耐えきれなくなってガラスが次々と割れた。
気温は感じない。でも、圧倒的に室温が下がったことは、気配だけで察することができた。
「……!」
ここに来てやっと先生の表情が強ばる。脚を動かそうとするも、持ち上がらないようだった。

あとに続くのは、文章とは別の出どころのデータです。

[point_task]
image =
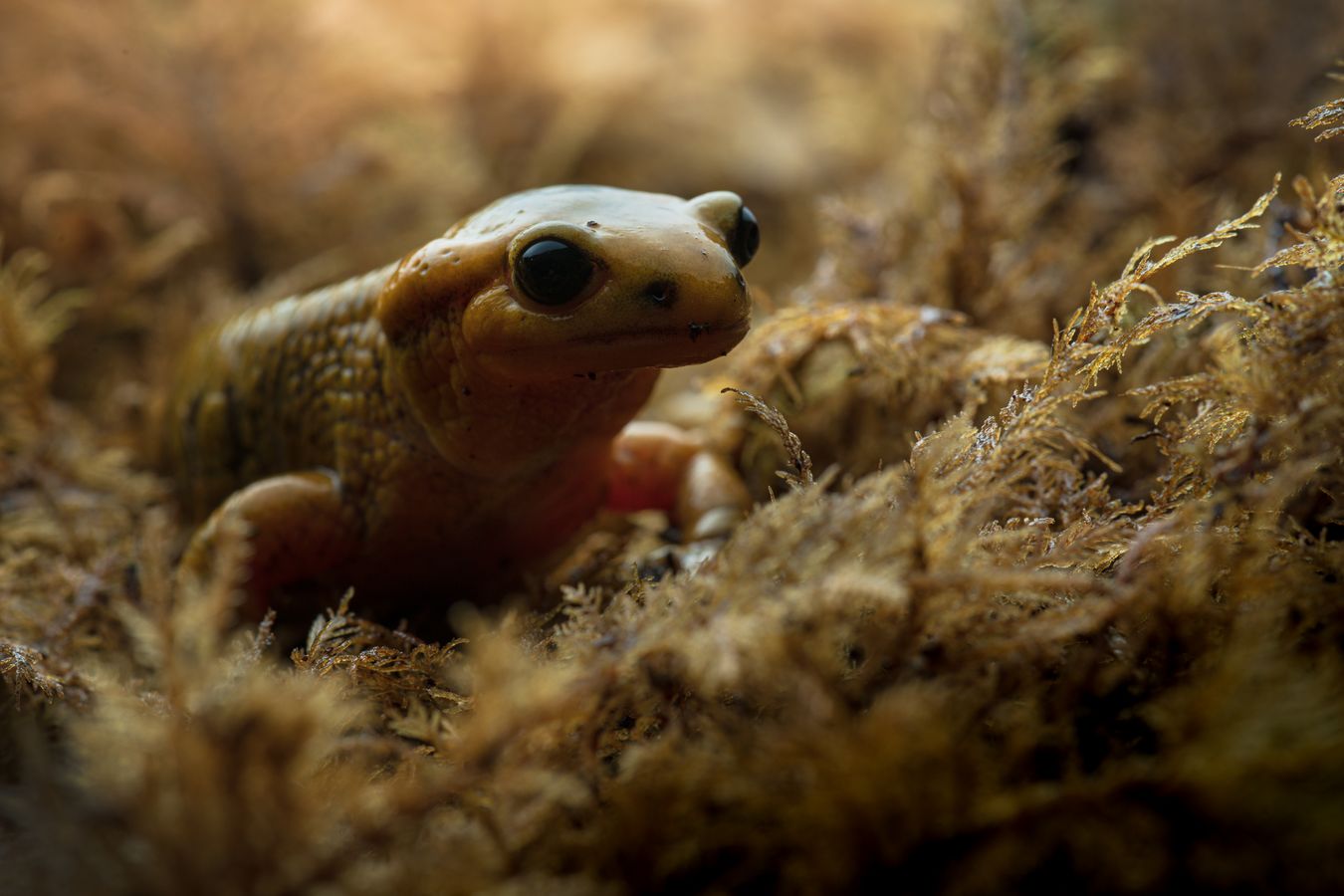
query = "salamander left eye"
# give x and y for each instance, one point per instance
(746, 238)
(553, 272)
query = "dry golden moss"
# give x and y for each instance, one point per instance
(1052, 607)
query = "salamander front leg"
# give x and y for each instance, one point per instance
(296, 527)
(656, 465)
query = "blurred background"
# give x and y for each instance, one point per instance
(995, 156)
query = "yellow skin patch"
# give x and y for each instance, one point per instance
(436, 423)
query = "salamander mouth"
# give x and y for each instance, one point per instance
(692, 342)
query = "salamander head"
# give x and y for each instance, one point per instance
(582, 280)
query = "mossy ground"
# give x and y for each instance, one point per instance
(1047, 594)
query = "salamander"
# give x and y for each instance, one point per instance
(438, 422)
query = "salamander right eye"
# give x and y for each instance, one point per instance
(746, 237)
(553, 272)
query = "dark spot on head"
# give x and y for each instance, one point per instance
(661, 293)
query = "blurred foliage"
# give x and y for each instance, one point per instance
(1045, 595)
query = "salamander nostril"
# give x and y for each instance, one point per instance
(661, 292)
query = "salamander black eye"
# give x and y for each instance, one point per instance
(552, 272)
(746, 237)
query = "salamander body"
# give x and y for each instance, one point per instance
(442, 419)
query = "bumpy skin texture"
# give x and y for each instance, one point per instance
(430, 425)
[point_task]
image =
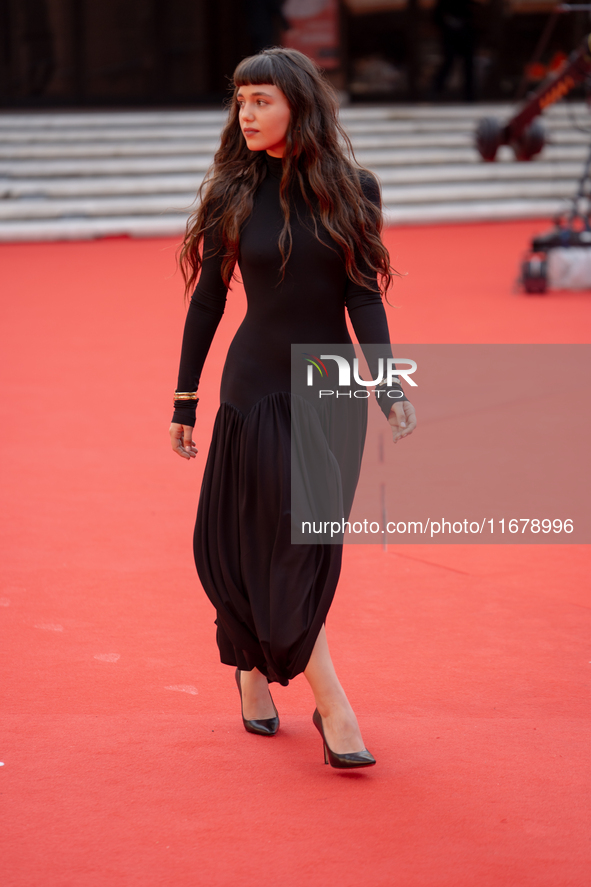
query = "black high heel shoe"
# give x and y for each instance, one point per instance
(265, 727)
(341, 762)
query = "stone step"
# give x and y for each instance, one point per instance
(174, 225)
(369, 114)
(83, 175)
(375, 159)
(188, 183)
(13, 149)
(182, 203)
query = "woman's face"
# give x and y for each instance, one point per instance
(264, 118)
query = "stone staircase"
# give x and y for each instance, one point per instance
(94, 174)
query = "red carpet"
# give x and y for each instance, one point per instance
(125, 762)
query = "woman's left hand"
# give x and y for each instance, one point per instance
(403, 420)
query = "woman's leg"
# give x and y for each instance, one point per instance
(256, 700)
(338, 718)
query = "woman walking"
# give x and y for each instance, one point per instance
(285, 203)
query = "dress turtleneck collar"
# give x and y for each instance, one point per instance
(275, 166)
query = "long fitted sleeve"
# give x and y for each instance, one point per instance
(366, 309)
(205, 312)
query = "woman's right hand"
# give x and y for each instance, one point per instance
(181, 438)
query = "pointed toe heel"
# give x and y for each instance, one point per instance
(341, 762)
(263, 727)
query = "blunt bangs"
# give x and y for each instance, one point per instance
(254, 70)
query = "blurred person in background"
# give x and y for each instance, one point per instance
(455, 20)
(265, 22)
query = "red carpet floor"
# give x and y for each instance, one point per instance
(125, 762)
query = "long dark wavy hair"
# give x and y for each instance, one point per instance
(318, 159)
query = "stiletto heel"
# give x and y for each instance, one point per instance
(264, 727)
(341, 762)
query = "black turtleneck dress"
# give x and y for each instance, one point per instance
(271, 596)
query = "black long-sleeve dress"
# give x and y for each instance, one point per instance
(271, 596)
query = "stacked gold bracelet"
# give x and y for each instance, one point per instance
(185, 395)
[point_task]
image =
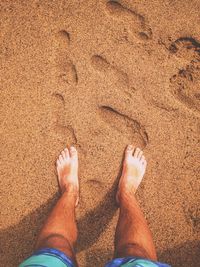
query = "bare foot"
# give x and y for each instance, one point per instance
(67, 169)
(134, 167)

靴と地面が接着剤でつけたように凍って動かないのである。
「マッドサイエンティストが全くの無科学によって蹂躙される。末路としては最高の演目ね」
葵ちゃんは冷笑する。氷点下にものぼる温度だ。
「どう殺されたいか、聞いてあげましょうか。身体の髄まで凍って死ぬか、あなたが黒菜にしたように、身体中を滅多刺しにされて死ぬか」
「……これが結末、ですか。なんともつまらない幕引きだ」
「それに関しては心底同感だわ。どうあっても、胸糞悪くしかならない。だから手を下すなら私が躊躇なく、楽にやってあげるわ。感謝しなさい、今まで理不尽をしてきた人間が理不尽に淘汰されるのよ」
「これだけはわかりますよ。あなたは人間ではないのですね。……しまいまで、どこまでが人間なのか、ついぞ知ることはなかった」
「そうね。おそらく、それは禁忌のお題だったから、あなたはこうして死ぬの。それこそ、運が悪かった、とでも言うのかしら」
葵ちゃんは言う。
「私の友人に手を出した、という時点であなたの生きる権利は剥奪されている」
「……もういいですよ、殺して。私はもう満足ですから。もっとも、後始末が大変そうですけれど」
「あら、私も舐められたものね。いいでしょう、なら最後に一つ、教えてあげるわ」
葵ちゃんは、自分の髪をかきあげて、告白をした。
「私、俗に言う雪女なのよね」
「はは、なるほど、だから氷ですか」
「いやに素直に信じるわね」
「私はもうじき死ぬんですからどう取ろうが私の勝手でしょう」
「そう。……黒菜」
興味をなくしたように葵ちゃんは振り向き、わたしのことを呼んだ。
「なに?」
「少し、外で待っていてくれるかしら。……あんまり、見られたくないものなのよ」
「……うん」
葵ちゃんが登場してから、何もかも理解できていないのだけれど、それは後で聞くことにしよう。
わたしはその言に従い、大人しく外に出た。